After that, we conducted shelter-in-place drills, where we practice taping up windows and remaining silent. As the grown-ups, we worked hard to keep a sense of normalcy and calm, knowing how much our students needed us to do so.
When my first baby was born, I went on indefinite hiatus from my teaching job. I haven’t gone back yet, but in the past decade while staying home to care for my babies, I’ve watched the news like the rest of the country as shooting after shooting unfolds. But these tragedies were mostly happening at universities and other places that older children hung out: malls, movie theaters.
As my children grew older, I learned to plan my schedule around the “safest” times: going to see a movie long after it had arrived in theaters as opposed to the first weekend of its release, figuring less crowded meant less likely to be a target. Mall trips during off-peak, not on weekends, again, calculating the lowered risk of a Monday morning shopping trip.
But my babies were growing into school-aged children, and so it was time to talk to them about hiding in supply closets, barricading themselves behind desks, or even how to play dead. My sweet girl who had yet to master the tying of her sneakers would first need to focus on staying alive in the face of a school shooter.
I had been able to hold it together when it was my students, whom I loved, but now I was teaching my wide-eyed little ones that had grown under my very heart how to act dead. I wasn’t even fully ready to explain death itself. Unsurprisingly, I did a terrible job. I ended up changing the subject and sinking myself further into denial about the whole mess, choosing instead to rely on their school to keep them safe and prepared. After all, I lived in a relatively quiet community and our school had taken appropriate measures to secure the building and students.
Then a man who lived in the apartment complex a stone’s throw from both my home and my children’s elementary school was arrested after it was discovered he was hatching a plot for a mass shooting. He had 25 legally purchased firearms and several thousand rounds of ammunition when agents from the ATF broke down his door.
My denial came to a screeching halt. I had to do better. I had to face my fears and make sure my children were prepared. This was the way of the world now, and I needed to be the parent, even if that meant setting aside some very real emotions I was having and putting my children first. But I needed professional help to do so.
I reached out to a friend, who, as it happens, is a traumatic stress specialist. Her job is to help people work through this very type of issue, and I knew she would have the tools to help me as a parent.

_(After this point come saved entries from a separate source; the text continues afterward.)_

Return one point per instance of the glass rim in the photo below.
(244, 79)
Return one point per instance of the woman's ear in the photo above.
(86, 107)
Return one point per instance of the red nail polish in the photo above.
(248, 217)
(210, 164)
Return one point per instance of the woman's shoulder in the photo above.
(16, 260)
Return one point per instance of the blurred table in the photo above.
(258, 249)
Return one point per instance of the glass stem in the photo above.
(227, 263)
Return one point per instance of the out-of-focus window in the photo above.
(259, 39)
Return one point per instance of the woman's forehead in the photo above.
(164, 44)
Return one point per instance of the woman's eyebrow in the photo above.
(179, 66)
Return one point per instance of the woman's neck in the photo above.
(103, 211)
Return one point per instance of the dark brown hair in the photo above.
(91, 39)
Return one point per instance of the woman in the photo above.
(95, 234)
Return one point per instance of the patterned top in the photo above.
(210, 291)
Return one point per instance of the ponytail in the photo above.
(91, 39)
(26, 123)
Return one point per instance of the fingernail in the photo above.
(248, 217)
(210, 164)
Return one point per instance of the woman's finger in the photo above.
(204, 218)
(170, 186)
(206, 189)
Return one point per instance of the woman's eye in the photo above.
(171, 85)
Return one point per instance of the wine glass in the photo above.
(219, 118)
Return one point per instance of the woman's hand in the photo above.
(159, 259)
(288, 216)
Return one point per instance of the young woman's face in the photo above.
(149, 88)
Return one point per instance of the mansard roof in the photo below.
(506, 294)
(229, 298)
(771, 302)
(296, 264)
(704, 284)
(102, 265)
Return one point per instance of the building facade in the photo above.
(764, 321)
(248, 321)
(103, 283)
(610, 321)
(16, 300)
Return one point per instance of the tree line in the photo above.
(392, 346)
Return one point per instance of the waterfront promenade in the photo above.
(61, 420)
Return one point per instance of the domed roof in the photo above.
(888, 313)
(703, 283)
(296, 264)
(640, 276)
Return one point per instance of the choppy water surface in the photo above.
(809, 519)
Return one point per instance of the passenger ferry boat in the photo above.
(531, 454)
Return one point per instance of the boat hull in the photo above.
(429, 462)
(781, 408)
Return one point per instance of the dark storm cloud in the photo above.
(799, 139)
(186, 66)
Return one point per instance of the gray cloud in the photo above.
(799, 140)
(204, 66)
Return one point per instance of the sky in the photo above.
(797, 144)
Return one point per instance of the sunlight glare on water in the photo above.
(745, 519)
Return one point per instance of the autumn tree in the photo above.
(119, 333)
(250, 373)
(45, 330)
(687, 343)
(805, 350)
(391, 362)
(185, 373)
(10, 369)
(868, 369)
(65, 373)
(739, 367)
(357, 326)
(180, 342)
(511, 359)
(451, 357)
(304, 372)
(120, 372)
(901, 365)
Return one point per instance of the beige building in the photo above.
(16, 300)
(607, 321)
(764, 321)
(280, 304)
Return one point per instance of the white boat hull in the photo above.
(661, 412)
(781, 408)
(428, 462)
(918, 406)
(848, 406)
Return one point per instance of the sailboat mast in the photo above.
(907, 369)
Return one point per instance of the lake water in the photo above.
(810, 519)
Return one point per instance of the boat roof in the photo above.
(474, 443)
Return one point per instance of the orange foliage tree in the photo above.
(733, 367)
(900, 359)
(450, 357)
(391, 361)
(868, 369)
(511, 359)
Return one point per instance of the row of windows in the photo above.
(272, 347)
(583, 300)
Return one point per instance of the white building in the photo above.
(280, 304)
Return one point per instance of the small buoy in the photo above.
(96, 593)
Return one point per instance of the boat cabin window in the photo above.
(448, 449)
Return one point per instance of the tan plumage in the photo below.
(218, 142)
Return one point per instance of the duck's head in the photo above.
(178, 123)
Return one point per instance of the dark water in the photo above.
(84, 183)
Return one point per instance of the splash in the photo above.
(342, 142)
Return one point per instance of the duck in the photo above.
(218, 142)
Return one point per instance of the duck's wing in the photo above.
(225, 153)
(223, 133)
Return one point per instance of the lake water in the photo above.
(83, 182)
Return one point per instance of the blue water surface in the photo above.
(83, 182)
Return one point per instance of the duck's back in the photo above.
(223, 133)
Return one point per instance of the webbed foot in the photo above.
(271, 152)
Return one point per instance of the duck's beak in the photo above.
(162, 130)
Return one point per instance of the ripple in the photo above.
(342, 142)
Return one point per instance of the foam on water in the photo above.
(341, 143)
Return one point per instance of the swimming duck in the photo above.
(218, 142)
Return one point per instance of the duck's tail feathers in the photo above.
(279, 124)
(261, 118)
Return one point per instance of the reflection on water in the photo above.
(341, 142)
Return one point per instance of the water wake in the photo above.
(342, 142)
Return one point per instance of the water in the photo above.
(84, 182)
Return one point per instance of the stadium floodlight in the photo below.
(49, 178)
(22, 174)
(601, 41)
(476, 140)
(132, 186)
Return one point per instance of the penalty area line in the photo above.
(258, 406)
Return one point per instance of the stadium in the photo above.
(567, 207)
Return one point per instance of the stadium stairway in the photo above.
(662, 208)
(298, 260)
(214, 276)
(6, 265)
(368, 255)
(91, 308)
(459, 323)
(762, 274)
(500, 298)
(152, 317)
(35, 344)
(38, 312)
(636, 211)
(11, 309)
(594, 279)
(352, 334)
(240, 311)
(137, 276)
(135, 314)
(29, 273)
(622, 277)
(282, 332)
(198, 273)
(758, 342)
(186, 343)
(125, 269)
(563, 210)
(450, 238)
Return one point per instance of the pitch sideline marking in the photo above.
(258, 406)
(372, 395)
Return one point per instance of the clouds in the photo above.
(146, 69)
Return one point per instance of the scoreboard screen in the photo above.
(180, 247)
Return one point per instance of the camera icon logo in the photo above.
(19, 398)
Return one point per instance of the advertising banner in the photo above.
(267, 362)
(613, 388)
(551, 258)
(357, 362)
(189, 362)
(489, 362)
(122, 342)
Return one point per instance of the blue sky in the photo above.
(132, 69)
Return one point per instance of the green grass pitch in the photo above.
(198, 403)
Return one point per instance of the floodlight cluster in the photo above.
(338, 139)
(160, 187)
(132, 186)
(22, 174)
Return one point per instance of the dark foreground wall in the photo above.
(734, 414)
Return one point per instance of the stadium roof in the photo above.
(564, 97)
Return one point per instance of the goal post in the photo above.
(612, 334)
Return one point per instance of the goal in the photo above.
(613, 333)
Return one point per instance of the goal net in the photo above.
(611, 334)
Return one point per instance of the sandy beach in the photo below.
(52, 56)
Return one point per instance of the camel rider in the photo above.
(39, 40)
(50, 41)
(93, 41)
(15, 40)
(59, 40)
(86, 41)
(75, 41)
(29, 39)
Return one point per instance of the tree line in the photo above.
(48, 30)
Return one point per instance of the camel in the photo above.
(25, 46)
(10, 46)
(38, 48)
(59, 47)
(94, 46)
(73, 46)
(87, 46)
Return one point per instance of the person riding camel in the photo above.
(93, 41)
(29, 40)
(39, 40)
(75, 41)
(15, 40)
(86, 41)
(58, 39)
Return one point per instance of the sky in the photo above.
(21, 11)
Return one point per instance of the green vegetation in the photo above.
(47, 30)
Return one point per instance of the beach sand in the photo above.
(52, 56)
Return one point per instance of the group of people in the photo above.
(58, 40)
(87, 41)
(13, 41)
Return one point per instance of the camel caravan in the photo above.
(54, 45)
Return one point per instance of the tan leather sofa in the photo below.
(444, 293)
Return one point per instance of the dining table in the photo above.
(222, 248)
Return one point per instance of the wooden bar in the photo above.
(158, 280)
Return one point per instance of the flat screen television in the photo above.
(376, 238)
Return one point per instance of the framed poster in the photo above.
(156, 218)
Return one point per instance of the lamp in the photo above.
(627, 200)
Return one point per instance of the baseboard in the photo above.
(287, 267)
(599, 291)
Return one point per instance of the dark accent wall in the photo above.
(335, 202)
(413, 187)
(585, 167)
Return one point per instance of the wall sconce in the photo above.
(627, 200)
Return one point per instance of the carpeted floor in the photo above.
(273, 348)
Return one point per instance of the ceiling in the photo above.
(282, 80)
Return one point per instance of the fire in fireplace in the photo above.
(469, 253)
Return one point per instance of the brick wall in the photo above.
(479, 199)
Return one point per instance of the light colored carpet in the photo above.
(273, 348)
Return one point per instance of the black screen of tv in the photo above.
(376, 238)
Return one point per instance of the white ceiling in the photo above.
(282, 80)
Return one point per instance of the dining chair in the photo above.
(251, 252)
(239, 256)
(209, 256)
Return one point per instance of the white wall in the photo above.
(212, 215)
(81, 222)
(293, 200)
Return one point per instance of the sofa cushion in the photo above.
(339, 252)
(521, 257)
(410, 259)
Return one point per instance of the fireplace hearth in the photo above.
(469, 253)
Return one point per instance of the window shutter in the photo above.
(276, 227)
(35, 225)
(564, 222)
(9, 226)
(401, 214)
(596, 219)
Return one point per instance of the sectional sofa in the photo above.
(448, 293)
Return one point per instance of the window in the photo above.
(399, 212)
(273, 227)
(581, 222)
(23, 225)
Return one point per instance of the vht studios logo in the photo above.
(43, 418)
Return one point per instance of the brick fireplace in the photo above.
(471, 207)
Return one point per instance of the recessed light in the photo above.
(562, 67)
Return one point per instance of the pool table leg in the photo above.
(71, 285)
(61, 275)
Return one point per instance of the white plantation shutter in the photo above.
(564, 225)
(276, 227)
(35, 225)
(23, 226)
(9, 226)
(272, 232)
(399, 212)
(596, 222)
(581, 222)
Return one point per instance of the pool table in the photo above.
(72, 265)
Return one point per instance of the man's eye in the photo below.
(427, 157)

Elizabeth Vermilyea, PhD, offered these practical tips:
1) Answer your children’s questions, but don’t over-answer them. Depending on the age of your child, their focus might be different than you think. Ask the child what their concern is and speak to that. For example, when they ask about why the doors are locked, they may think locked doors mean they cannot get out.
2) Ask the child what their specific concern is and speak to that. Allow them to talk about their emotions, their fears, and their anxieties. Help them to identify their main concern and address it in concrete ways. Safety plans, escape routes, and check-in calls are important as well as comforting.
3) Be prepared for regression. Clinginess is to be expected, so make a plan for handling your child’s intense feelings without shaming them. Terror brings about a need for attachment, so facilitate that.
4) Remember that talking about shootings is potentially scarier for adults than kids because we can envision all of the horror. Keep the focus on your children and their concerns so you don’t add to their burden.
5) Keep your own paranoia from transferring to kids by identifying your own fears and feelings and making space to talk about them (with someone other than your children). Make your own safety plans in case of emergency. Get support from other adults. Become involved with school or community organizations that are creating safety plans.
Being a parent can be terrifying for any number of reasons. We naturally worry about our children’s safety and scramble for how to best protect them. We see ourselves in the mourning mothers and fathers on the evening news, and when we see the tiny caskets, we cannot help but think of our own children. But in order to protect them as much as we can in a world with such tragic possibilities, we must be able to have these conversations and set a good example.
Of course, after they have fallen asleep at night, safely tucked in their bed, it’s also okay to have a drink or a cry. We are, after all, only human.